Son yedi sekiz yıldır serbest gazetecilik yapan Zeynep Atikkan’ın ‘patronsuz gazetecilik’ olarak adlandırdığı dönem üçüncü meyvesini verdi. Atikkan’ın Avrupa’da yükselişe geçen aşırı sağ partilerin liderleri, gençlik örgütleri ve bu konu üzerine çalışan akademisyenlerle görüşerek yazdığı Avrupa Benim başlıklı son kitabı Metis Yayınları tarafından yayımlandı. Bu kitaptan yola çıkarak, Avrupa Parlamentosu’nun ardından İsveç seçimlerinde de büyük başarı kazanan bu partileri Atikkan’la konuştuk.Kitabınıza konu olan partileri nasıl isimlendirebiliriz?Avrupa akademisinde de bu tartışma sürüyor. Medyada ‘aşırı sağ’ sıklıkla kullanılan bir tanım. Ancak Fransa’daki Ulusal Cephe’nin lideri Marine Le Pen kısa zaman önce, “Bize aşırı sağ diyenleri mahkemeye vereceğiz” açıklamasını yaptı. Bu tanımlamayı kabul etmiyor. Zira onunla görüşmemde “Aşırı sağı bırakın, sağ da değiliz” dedi mesela. Yaptığım görüşmelerde tüm partiler ‘aşırı sağ’ tanımlamasını reddetti. Danimarkalı yönetici örneğin ‘radikal merkez’ tanımlamasını yaptı kendileri için. ‘Sağ popülist’, ‘nasyonel popülist’, ‘radikal sağ’ gibi tanımlar yapılıyor akademide de. Bu partilerin gerçeğiyle yüzleşmek istemeyen Avrupa akademisi de ‘aşırı sağ’ deyimini kullanmadığı için ‘yeni sağ’ demeye başladı. ‘Aşırı’ kavramının şiddet içerdiğini, ancak bu partilerin şiddete meyyal olmadığını düşündükleri için ‘radikal’ terimini kullanmayı tercih edenler de var.
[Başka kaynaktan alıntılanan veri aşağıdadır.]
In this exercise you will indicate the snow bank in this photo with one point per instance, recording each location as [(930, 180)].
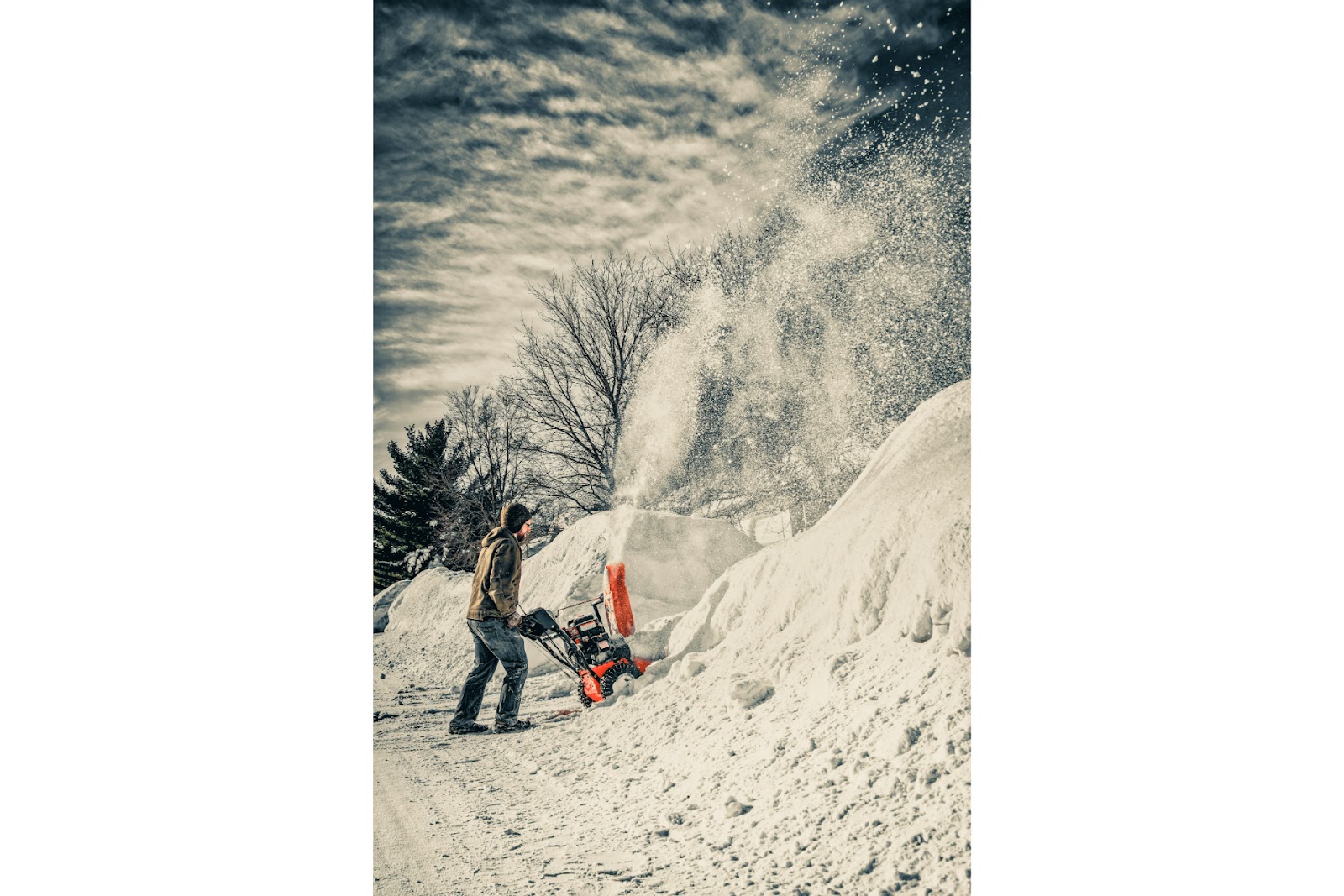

Peki, bu partiler gerçekten ‘yeni’ mi?Bir şekliyle ‘yeni sağ’ da denilebilir. Örneğin Danimarka’daki Halk Partisi 1995’te kuruldu. Fakat İsveç’teki Demokratlar veya Avusturya’daki Özgürlük Partisi gibi mevcut partilerin Nazilerle işbirliği ve bağlantılı geçmişi olduğunu unutmamak gerekiyor. Bu yüzden de bence ‘aşırı sağ’ kavramı daha doğru.
Siz neden ‘aşırı sağ’ diyorsunuz?Liderlerinin birçok konuşmasını dinledim ve çoğuyla birebir görüştüm. Parti diskurlarını ve savundukları görüşleri yakından takip ettim. Açıkça “İslam bir kanserdir, metastaz yapar” diyen liderlerin partilerine ben ‘radikal’ diyemem. Benimle konuşurken bu şekilde konuşmadılar, kelimelerini çok dikkatli seçtiler; fakat kendi kitlelerine yaptıkları konuşmaları dinlediğinizde, bunun isminin ‘aşırı’ olması gerektiğini görürsünüz.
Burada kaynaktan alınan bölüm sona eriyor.